An actor’s character actor (1911-2003)

That old superstition about famous people’s deaths occurring in threes just won’t die. In the space of one week, we had veteran newsman David Brinkley, followed by the actors Gregory Peck and Hume Cronyn.

Canadian-born Cronyn was not exactly the screen legend that Peck was, but in many ways he had the more impressive career. He was an actor in the most serious sense of the word and had a long and distinguished career on the stage. His work on Broadway and other theaters would be enough to make him notable, but his film career was also prolific and accomplished. He was never the leading man, as Peck was. Still, he and his wife Jessica Tandy had jointly flourishing movie careers in the 1980s. The peak of their commercial success was probably Ron Howard’s Cocoon, in which Cronyn and Tandy were part of an ensemble cast of distinguished oldsters (the others were Don Ameche, Wilford Brimley, Jack Gilford, Maureen Stapleton, Gwen Verdon and Herta Ware) who discover eternal youth in a Spielberg-like sci-fi fantasy. They did similar turns in Cocoon’s sequel and in *batteries not included.

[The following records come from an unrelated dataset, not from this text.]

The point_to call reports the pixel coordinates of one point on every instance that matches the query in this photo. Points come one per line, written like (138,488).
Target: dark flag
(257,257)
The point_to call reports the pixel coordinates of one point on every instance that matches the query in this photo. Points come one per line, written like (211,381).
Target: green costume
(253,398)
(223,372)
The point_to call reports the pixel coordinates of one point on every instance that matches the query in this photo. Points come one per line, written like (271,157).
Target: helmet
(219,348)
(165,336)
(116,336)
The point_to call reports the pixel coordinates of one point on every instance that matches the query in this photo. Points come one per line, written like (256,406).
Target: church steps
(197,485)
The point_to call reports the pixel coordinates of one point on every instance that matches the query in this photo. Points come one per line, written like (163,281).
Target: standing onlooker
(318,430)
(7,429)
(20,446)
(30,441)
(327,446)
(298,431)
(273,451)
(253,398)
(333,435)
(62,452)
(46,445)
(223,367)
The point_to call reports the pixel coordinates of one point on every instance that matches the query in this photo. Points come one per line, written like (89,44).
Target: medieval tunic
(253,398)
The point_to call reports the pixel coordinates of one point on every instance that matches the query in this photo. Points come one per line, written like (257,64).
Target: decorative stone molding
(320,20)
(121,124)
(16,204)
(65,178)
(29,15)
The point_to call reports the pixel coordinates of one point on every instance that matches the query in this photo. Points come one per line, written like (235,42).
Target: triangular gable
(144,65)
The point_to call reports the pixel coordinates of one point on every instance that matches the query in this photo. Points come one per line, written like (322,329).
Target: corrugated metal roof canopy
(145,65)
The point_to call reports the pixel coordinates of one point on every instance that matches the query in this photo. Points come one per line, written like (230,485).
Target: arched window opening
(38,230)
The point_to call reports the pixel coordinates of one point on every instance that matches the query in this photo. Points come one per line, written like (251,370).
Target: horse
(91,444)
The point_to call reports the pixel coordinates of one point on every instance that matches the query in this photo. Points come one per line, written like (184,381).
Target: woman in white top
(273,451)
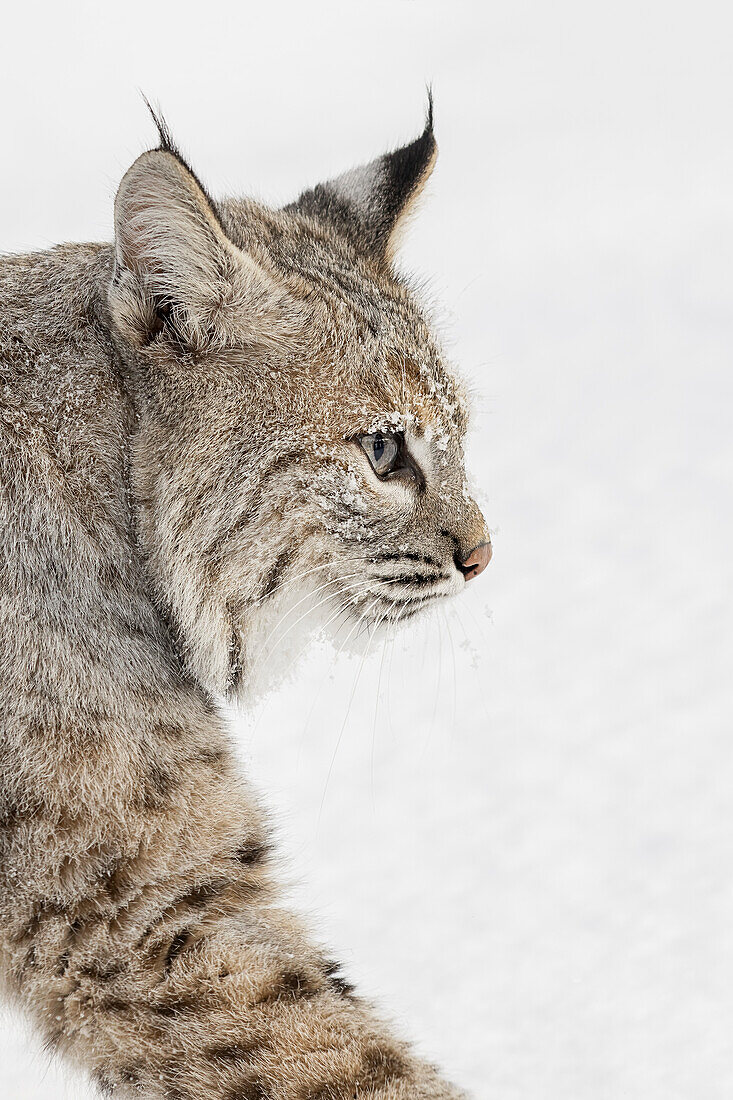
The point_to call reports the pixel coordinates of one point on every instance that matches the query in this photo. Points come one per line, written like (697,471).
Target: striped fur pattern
(177,425)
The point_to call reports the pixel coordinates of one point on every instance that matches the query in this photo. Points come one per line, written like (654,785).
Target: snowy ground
(521,839)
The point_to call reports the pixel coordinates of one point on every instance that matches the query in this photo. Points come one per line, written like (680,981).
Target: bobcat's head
(297,422)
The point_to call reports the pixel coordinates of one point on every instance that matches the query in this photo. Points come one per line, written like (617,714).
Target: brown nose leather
(477,561)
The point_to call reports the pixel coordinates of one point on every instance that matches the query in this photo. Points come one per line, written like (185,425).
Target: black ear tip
(166,143)
(428,117)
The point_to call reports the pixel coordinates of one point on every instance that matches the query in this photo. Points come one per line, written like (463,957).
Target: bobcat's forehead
(297,416)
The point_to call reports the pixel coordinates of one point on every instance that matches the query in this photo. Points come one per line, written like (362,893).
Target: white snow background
(520,835)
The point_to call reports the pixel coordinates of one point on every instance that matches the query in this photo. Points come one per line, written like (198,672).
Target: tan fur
(177,419)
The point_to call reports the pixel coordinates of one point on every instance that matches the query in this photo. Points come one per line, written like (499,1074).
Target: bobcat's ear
(370,204)
(176,272)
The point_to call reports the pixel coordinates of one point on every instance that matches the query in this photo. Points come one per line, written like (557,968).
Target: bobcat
(229,403)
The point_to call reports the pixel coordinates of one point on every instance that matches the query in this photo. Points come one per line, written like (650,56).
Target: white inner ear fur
(168,242)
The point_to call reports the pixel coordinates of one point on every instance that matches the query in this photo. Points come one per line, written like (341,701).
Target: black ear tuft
(368,205)
(165,142)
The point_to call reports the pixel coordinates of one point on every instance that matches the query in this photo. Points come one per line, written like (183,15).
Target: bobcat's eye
(383,450)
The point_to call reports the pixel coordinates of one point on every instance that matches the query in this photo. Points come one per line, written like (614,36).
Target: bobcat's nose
(476,562)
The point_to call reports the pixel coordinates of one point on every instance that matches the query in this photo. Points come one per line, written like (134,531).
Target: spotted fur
(178,416)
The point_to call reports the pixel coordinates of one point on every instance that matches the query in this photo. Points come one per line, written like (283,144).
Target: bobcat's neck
(88,662)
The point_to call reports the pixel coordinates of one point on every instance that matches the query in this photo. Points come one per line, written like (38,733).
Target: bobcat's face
(298,427)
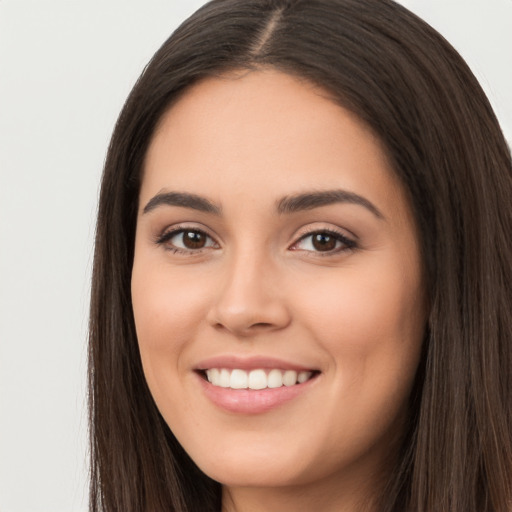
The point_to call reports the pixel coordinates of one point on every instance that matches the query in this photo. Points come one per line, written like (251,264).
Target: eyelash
(347,243)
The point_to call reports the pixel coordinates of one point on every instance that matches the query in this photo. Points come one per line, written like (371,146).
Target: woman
(300,295)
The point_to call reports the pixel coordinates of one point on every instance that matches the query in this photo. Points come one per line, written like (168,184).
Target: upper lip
(250,363)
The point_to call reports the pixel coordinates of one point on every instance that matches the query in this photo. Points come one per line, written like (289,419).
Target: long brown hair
(416,93)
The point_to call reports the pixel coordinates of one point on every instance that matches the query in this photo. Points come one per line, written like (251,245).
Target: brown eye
(324,242)
(186,240)
(194,239)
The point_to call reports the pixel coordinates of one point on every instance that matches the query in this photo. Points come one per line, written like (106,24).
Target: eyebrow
(289,204)
(184,199)
(311,200)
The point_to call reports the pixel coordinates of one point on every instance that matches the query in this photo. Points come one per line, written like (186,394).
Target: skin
(260,287)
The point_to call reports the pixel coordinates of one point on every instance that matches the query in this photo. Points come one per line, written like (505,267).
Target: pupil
(194,240)
(323,242)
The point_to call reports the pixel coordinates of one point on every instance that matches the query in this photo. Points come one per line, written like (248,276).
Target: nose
(250,299)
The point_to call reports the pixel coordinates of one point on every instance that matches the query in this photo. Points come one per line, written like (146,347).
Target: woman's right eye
(186,240)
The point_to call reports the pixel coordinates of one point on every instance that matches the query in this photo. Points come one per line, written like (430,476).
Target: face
(277,284)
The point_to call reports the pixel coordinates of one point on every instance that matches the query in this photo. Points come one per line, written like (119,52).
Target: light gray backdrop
(66,67)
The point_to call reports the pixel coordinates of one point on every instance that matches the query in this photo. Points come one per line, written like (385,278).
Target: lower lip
(251,401)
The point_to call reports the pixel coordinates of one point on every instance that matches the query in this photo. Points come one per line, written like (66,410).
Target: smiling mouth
(256,379)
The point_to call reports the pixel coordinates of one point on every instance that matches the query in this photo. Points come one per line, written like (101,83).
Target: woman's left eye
(324,242)
(186,240)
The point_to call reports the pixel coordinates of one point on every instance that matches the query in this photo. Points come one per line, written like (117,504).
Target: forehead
(264,134)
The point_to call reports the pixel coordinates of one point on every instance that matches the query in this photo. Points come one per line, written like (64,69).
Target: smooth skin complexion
(273,235)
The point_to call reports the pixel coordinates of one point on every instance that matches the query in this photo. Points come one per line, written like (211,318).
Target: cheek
(371,321)
(167,310)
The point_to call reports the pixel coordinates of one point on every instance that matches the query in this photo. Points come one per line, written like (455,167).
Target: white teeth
(275,379)
(238,380)
(303,377)
(224,379)
(255,379)
(290,378)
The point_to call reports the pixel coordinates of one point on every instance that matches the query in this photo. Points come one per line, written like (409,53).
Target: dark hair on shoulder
(418,96)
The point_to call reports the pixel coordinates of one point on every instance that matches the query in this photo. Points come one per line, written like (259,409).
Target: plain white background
(66,67)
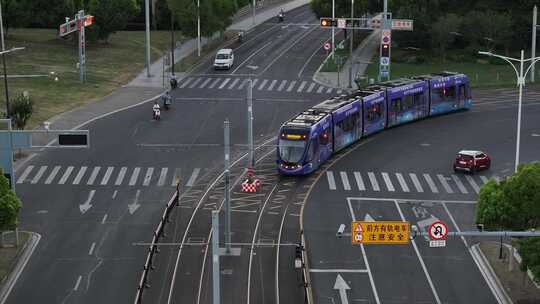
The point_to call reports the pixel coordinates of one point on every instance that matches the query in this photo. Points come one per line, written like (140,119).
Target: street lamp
(520,82)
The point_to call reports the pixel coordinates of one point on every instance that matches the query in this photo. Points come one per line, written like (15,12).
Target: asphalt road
(91,205)
(405,173)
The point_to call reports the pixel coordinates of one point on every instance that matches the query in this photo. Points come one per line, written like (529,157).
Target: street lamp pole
(199,28)
(520,82)
(351,46)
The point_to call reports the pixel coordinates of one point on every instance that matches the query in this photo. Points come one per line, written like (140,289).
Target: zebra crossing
(406,182)
(269,85)
(103,176)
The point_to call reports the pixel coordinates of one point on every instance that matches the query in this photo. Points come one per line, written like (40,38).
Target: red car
(471,161)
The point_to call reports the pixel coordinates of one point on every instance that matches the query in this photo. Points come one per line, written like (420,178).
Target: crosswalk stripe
(185,83)
(193,177)
(402,182)
(460,185)
(262,84)
(431,184)
(272,85)
(291,85)
(148,176)
(192,85)
(445,184)
(311,87)
(243,84)
(388,182)
(373,181)
(301,87)
(177,173)
(134,176)
(473,183)
(233,83)
(214,83)
(120,176)
(79,175)
(282,85)
(162,176)
(345,180)
(93,176)
(205,83)
(254,82)
(38,176)
(25,174)
(359,181)
(52,175)
(484,179)
(331,180)
(224,83)
(66,175)
(416,182)
(107,175)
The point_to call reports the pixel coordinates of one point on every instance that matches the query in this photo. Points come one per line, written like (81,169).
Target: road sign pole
(227,189)
(82,56)
(215,257)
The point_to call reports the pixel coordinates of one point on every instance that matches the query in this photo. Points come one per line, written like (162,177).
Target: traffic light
(327,22)
(385,50)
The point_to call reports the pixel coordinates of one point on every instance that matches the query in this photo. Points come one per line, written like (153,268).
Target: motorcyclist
(156,110)
(166,98)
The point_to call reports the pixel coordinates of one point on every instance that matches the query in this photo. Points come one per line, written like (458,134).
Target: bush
(21,110)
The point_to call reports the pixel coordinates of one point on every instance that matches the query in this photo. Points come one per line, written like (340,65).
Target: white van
(224,59)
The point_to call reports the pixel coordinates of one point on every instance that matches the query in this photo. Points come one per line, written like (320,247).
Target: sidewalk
(362,56)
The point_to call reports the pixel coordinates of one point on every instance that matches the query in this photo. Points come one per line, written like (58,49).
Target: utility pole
(533,48)
(147,16)
(4,62)
(351,59)
(215,258)
(227,188)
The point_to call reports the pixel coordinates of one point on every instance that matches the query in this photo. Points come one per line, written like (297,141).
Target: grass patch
(108,66)
(516,283)
(9,255)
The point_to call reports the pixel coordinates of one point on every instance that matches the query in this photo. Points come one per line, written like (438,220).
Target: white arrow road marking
(135,205)
(86,206)
(342,286)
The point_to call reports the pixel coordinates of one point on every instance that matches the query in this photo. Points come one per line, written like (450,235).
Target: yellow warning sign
(387,232)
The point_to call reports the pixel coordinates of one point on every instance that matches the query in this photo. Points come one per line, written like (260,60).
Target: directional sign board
(402,24)
(380,232)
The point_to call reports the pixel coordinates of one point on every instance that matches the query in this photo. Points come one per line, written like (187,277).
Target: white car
(224,59)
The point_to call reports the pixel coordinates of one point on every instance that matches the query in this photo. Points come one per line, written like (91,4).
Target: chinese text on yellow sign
(388,232)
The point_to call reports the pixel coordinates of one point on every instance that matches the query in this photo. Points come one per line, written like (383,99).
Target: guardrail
(153,248)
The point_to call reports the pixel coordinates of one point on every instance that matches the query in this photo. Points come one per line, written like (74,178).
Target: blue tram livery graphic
(311,137)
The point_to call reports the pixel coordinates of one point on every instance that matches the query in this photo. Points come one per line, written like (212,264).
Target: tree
(110,16)
(21,110)
(441,32)
(515,204)
(9,207)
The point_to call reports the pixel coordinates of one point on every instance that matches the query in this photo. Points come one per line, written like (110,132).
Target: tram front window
(291,151)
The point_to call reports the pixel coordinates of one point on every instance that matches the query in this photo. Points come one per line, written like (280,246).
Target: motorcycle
(157,114)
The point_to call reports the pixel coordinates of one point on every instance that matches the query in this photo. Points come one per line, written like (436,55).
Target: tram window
(396,105)
(324,137)
(461,92)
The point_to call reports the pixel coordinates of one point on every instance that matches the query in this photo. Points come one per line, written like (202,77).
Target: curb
(489,275)
(13,276)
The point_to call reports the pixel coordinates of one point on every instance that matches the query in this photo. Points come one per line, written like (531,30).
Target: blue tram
(311,137)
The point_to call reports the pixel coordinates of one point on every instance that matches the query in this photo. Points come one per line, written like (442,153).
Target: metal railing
(153,248)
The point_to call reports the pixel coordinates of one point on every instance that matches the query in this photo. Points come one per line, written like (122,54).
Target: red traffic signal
(385,50)
(88,20)
(327,22)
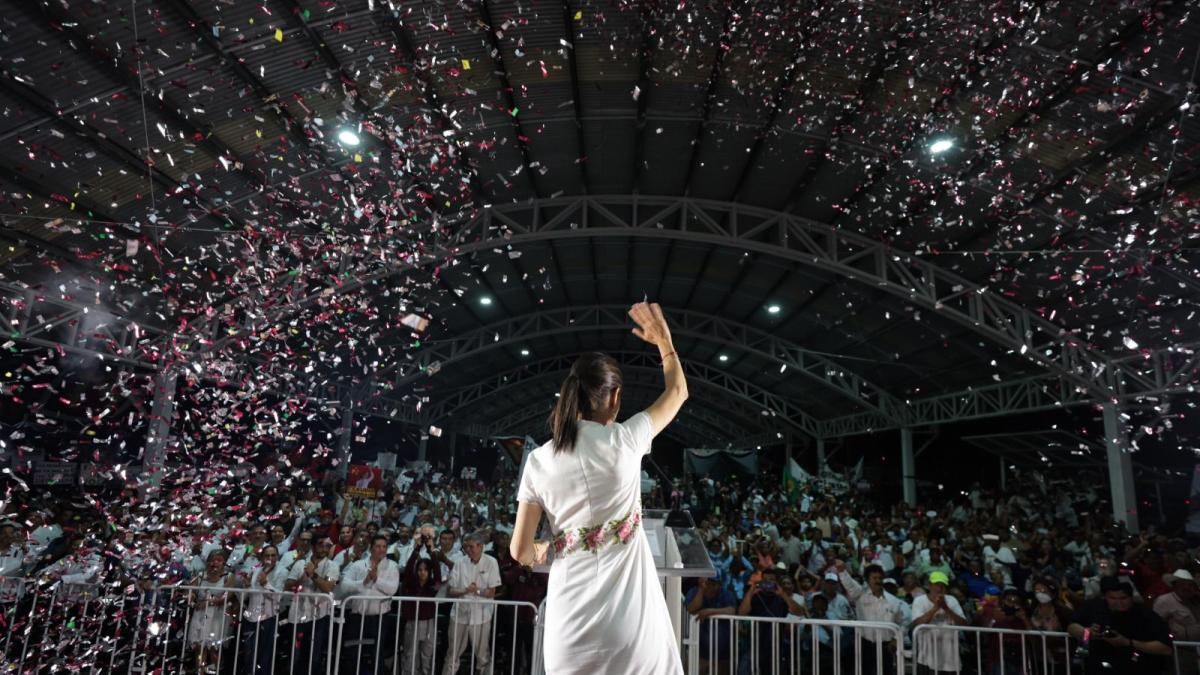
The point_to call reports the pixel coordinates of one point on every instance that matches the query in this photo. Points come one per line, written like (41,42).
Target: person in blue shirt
(976,580)
(711,599)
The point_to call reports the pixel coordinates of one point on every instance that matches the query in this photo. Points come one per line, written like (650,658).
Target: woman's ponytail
(585,395)
(564,419)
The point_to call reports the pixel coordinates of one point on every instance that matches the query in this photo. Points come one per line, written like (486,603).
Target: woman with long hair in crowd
(423,578)
(605,610)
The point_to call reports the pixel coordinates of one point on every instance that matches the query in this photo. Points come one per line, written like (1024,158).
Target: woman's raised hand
(652,326)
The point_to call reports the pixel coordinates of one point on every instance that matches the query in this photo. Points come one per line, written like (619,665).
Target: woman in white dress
(211,607)
(605,611)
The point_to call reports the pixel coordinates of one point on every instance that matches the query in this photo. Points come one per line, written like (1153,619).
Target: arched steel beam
(732,420)
(531,419)
(756,398)
(683,322)
(544,377)
(787,237)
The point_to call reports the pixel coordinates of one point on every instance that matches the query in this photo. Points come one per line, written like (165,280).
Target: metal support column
(423,446)
(907,466)
(345,436)
(162,414)
(1125,497)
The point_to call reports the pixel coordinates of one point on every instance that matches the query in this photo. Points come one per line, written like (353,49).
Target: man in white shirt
(873,603)
(370,629)
(838,608)
(937,650)
(402,548)
(12,563)
(477,575)
(282,539)
(310,615)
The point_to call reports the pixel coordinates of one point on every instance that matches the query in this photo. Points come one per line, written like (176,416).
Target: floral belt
(599,536)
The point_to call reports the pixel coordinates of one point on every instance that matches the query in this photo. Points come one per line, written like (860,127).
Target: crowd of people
(246,569)
(1037,557)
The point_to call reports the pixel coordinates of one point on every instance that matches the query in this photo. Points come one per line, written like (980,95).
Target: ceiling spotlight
(941,145)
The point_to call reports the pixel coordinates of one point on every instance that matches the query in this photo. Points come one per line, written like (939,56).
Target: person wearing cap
(937,650)
(1121,637)
(1181,610)
(933,562)
(873,603)
(838,608)
(772,643)
(709,598)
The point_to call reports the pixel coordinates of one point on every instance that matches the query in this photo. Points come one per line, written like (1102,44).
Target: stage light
(941,145)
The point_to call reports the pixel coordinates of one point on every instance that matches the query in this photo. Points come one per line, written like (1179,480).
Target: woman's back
(597,482)
(605,610)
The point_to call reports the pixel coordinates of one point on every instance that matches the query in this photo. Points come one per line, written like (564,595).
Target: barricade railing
(414,634)
(755,645)
(1186,658)
(993,650)
(205,628)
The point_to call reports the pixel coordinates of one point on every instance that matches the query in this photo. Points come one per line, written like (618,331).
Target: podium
(678,554)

But if audiences mainly remember them for those roles, they should know that they were only the tip of the iceberg for Cronyn, whose film career spanned from 1943 (working with Alfred Hitchcock) to 2000. Classics in which he performed included Shadow of a Doubt, Lifeboat, Ziegfeld Follies, The Postman Always Rings Twice, Sunrise at Campobello, Cleopatra (with Elizabeth Taylor and Richard Burton), and The Parallax view. To this day, one of the few scenes I recall from Alan Pakula’s 1981 high-finance thriller Rollover is the scene where Cronyn, as a cunning banker, blows his brains out.

In his later years, Cronyn made appearances in everything from Honky Tonk Freeway to The World According to Garp to Brewster’s Millions to The Pelican Brief—making him, if nothing else, a major aid to people playing “six degress of Kevin Bacon.”

Cronyn and Tandy were also fixtures on the small screen. They starred in a series on NBC in the 1950s called The Marriage. But more memorable were their numerous stage successes that they brought to television. These included The Moon and Sixpence, A Doll’s House, Juno and the Paycock, and The Gin Game. Of these, the one I will remember most sentimentally is the Hallmark presentation of Foxfire, which was screened around Christmastime in 1987. Hallmark TV movies tend to be like Hallmark cards: shamelessly sentimental but you can’t help but get a lump in your throat anyway. Foxfire, adapted by Susan Cooper from the play she created with Cronyn and directed by Jud Taylor, fit this mode perfectly. But the lumps in the throat were totally earned by this simple story of an old woman in the Appalachians confronting widowhood and old age. The potentially maudlin material soared thanks to an amazing performance by Tandy, who never seemed to be bound by age or gravity. Cronyn played the ghost of her husband, and even John Denver was just right as their son. For those of us who never got to see Cronyn and Tandy on the stage, this gave us a record of the magic they could work together. Cronyn, Tandy and Cooper performed a similar trick in 1993’s To Dance with the White Dog, this time with Cronyn as the widowed spouse, but it wasn’t quite as effective as Foxfire’s simplicity and beauty.

Perhaps Cronyn’s greatest feat as an actor was being married to another actor for 52 years. This feat is even more impressive when you consider that Tandy was not his first wife. Nor was she his last.

When one thinks of all the roles created by Hume Cronyn that dealt with old age, death and dying, it seems that few individuals would have been better equipped to enter immortality than he. Certainly, his body of work will have no trouble surviving his physical demise. Good night, sir.